University of Chicago

For High Holy Days coverage, consider a look at major Jewish thinker -- Leon Kass

For High Holy Days coverage, consider a look at major Jewish thinker -- Leon Kass

If you’re scouting for a feature pegged to Judaism’s High Holy Days that begin at sundown Sept. 9, consider a high-end piece profiling what they used to call a “public intellectual,” now often thought to be a dying breed.

The Religion Guy is thinking of Jewish philosopher Leon R. Kass and his recent book “Leading a Worthy Life: Finding Meaning in Modern Times” (Encounter), certainly a timely Holy Days theme. These essays are lauded in National Review as “a crowning achievement” that caps this polymath’s decades of reflection. Topics include love and courtship, friendship, the Internet, biotechnology and scientific peril, death and mercy-killing, and of course religion.

The 72-year-old retiree long taught at the University of Chicago’s elite Committee on Social Thought, where he pursued the book’s title mostly through analyzing literary classics. Though he’s not a credentialed Bible scholar, he added  years of informal student seminars and then a not-for-credit course on the biblical Book of Genesis. His approach is unorthodox, indeed un-Orthodox.
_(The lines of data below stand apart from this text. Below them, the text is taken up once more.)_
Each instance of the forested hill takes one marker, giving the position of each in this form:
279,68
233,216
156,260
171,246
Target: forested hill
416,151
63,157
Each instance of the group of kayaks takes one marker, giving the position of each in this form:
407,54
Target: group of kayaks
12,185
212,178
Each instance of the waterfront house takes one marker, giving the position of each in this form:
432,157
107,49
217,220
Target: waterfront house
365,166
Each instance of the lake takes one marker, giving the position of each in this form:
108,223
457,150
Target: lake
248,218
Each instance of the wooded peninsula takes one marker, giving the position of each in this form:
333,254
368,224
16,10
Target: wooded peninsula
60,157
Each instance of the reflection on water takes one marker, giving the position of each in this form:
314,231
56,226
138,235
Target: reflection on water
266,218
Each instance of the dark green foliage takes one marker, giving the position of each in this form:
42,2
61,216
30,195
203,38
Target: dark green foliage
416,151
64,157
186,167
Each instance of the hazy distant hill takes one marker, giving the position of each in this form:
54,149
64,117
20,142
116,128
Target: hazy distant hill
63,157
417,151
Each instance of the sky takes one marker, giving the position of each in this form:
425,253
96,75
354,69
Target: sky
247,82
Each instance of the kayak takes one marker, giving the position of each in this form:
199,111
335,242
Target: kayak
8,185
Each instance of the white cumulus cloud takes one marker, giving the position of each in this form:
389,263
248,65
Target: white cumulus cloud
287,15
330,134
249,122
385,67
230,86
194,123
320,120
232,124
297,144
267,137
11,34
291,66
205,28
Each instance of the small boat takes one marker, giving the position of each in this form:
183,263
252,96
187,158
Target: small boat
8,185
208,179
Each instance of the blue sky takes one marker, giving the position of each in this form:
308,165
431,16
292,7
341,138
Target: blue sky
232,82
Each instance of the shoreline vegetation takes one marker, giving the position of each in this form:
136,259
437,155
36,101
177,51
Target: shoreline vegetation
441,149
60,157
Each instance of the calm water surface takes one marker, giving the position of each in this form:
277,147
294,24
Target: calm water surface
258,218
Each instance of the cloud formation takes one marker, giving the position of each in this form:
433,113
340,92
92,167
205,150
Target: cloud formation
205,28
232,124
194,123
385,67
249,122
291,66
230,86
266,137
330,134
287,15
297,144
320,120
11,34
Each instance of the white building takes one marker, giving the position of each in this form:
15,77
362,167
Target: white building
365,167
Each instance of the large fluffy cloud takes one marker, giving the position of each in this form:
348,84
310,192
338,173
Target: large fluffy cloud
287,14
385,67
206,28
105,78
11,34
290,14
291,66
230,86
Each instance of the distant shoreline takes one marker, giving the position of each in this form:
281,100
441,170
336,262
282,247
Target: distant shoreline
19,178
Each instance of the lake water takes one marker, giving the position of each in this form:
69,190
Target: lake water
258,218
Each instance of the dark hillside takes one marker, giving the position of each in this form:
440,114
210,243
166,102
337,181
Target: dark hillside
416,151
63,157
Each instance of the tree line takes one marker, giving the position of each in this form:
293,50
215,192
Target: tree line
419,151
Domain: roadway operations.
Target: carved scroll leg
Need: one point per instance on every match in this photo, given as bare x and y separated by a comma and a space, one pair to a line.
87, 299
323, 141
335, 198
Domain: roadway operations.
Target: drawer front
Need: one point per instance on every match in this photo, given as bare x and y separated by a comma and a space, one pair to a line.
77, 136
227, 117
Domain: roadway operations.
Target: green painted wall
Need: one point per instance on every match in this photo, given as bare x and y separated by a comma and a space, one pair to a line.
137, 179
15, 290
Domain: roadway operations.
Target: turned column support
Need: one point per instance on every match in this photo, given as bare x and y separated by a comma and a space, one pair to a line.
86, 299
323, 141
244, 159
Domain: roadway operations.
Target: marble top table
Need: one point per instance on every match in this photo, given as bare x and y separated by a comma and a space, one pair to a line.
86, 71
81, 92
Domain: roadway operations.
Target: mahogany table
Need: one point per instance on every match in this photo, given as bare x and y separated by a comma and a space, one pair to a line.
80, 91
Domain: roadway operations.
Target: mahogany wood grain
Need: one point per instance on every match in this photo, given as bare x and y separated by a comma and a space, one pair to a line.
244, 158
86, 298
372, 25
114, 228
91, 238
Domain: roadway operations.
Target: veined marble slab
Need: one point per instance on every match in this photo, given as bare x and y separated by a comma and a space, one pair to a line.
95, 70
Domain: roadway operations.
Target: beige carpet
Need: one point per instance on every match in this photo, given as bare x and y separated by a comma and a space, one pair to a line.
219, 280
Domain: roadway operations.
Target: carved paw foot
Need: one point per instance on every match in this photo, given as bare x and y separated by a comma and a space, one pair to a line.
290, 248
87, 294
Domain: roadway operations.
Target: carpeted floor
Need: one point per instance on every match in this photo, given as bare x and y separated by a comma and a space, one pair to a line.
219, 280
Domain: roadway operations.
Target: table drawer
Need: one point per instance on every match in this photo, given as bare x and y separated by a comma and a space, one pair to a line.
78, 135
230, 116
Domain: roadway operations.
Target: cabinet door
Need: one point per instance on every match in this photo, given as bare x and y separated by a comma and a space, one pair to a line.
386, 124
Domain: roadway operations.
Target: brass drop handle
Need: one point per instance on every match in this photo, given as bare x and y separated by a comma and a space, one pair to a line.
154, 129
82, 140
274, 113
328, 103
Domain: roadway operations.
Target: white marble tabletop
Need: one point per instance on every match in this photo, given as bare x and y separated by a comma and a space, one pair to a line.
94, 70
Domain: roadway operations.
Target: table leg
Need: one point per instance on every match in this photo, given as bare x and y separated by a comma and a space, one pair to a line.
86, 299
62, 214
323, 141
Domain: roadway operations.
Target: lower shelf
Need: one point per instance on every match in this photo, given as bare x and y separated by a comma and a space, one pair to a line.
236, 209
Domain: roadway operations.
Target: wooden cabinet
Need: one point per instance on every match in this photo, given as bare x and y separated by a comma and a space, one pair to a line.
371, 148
The result was “The Beginning of Wisdom: Reading Genesis” (Free Press, 2003), praised by Kirkus Reviews as “wonderfully intelligent.” Rather than focusing on matters of faith that are central for Bible believers, Kass’s philosophical approach asks us to ponder what ancient Jewish tradition provides for modern-day justice, sanity and contentment. That feeds into his other writings that seek human happiness through recovery of the West’s old-fashioned values and verities.

Kass says he was raised in a Yiddish-speaking but “strictly secular home without contact with scripture.” There’s considerable unexplained turf an interviewer could pursue regarding Kass’s own personal belief and practice, and whether and how the specifically religious aspect of the Jewish heritage might remain relevant in the 21st Century. 

The National Endowment for the Humanities (NEH) posts a good essay about Kass that can guide journalists. A bit of the basic bio: Kass earned bachelor’s and medical degrees at the University of Chicago, where he met his late wife and intellectual collaborator Amy, and then migrated to Harvard for a second doctorate in biochemistry.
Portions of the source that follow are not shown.